TQ shows synergistic and/or potentiating anticancer effects when combined with clinically used chemotherapeutic agents. At the molecular level, TQ targets various components of intracellular signaling pathways, particularly a variety of upstream kinases and transcription factors, which are aberrantly activated during the course of tumorigenesis.
“Curcumin supplementation has shown anti-cancer action in breast, prostate, pancreatic, multiple myeloma and other cancers. The studies below cite the ability of curcumin to both kill both ovarian and cervical cancer cells while enhancing the efficacy of certain chemotherapies….”
“Resveratrol is a representative polyphenol of diet‑derived putative cancer chemopreventive agents, which have attracted increasing interest in the cancer chemoprevention community.
The inhibition of the action of human papillomavirus (HPV) E6 and E7 has been considered a key approach for cervical cancer therapy. Resveratrol has been shown to induce the apoptosis, and reduce both the viability and mitotic index of a number of cancer cell lines, including human cervical cancer cells.

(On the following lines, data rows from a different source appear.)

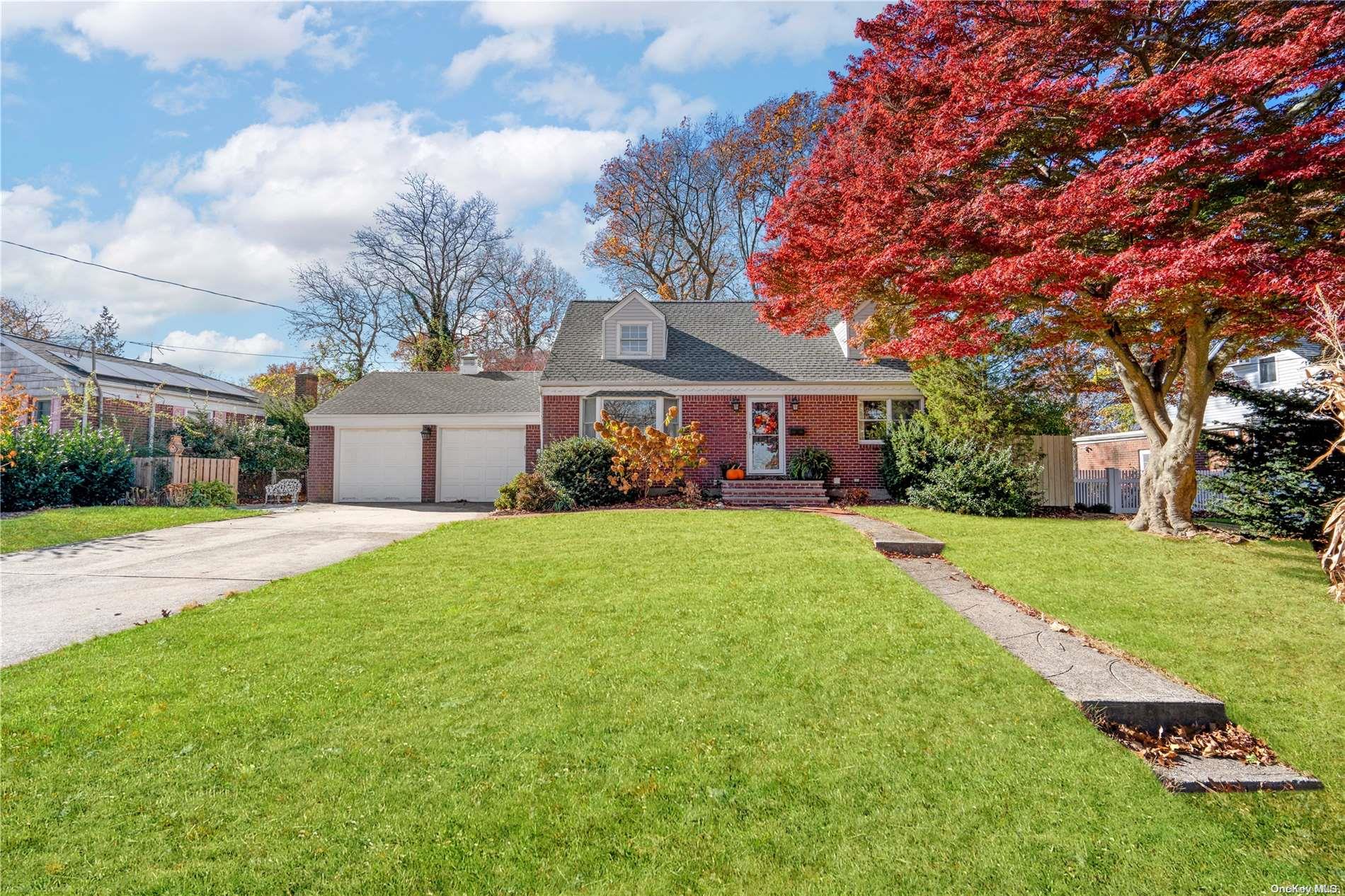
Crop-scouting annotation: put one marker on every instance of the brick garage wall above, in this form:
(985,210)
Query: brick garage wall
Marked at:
(430,469)
(560,418)
(533,443)
(322,442)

In the present study, it was confirmed that resveratrol inhibited the HPV E6 mRNA, HPV E6 protein and phosphorylated retinoblastoma protein (p‑pRb1) levels, and increased the p53 protein levels in HeLa and Ca Ski cells, as well as in subcutaneous tumor tissue grown from HeLa cells.

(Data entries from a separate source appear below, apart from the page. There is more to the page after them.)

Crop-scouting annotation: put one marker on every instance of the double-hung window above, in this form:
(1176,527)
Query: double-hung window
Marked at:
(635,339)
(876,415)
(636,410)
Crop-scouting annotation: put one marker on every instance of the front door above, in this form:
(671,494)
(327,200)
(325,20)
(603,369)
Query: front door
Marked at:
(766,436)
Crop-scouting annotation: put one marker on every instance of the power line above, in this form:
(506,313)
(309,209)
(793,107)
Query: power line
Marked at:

On the whole, the present study demonstrates that resveratrol inhibits cervical cancer development by suppressing the transcription and translation of E6 and E7, and also by promoting the apoptosis and G1/S phase transition arrest. These findings may provide the basis for the development of resveratrol as a candidate for cervical cancer therapy…”
“Thymoquinone (TQ) is the main constituent of black seed (Nigella sativa, spp) essential oil which shows promising in vitro and in vivo anti-neoplastic activities in different tumor cell lines.

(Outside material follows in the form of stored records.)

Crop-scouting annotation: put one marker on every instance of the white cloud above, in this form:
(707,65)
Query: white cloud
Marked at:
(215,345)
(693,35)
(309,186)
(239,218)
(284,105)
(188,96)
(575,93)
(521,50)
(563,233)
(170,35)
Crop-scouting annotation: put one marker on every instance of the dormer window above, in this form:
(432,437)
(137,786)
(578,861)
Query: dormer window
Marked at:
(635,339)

However, to date there are only a few reports regarding the apoptotic effects of TQ on cervical cancer cells. Here, we report that TQ stimulated distinct apoptotic pathways in two human cervical cell lines, Siha and C33A. TQ markedly induced apoptosis as demonstrated by cell cycle analysis in both cell lines.
Moreover, quantitative PCR revealed that TQ induced apoptosis in Siha cells through p53-dependent pathway as shown by elevated level of p53-mediated apoptosis target genes, whereas apoptosis in C33A cells was mainly associated with the activation of caspase-3…
These results support previous findings on TQ as a potential therapeutic agent for human cervical cancer.”
“Thymoquinone (TQ), the active constituent of Nigella sativa or black cumin exhibited cytotoxic effects in several cancer cell lines. In this study, the cytotoxicity of TQ in human cervical squamous carcinoma cells (SiHa) was investigated. TQ was cytotoxic towards SiHa cells…
TQ was more cytotoxic towards SiHa cells compared to cisplatin. Interestingly, TQ was less cytotoxic towards the normal cells (3T3-L1 and Vero)...
In conclusion, thymoquinone from N. sativa was more potent than cisplatin in elimination of SiHa cells via apoptosis with down-regulation of Bcl-2 protein.”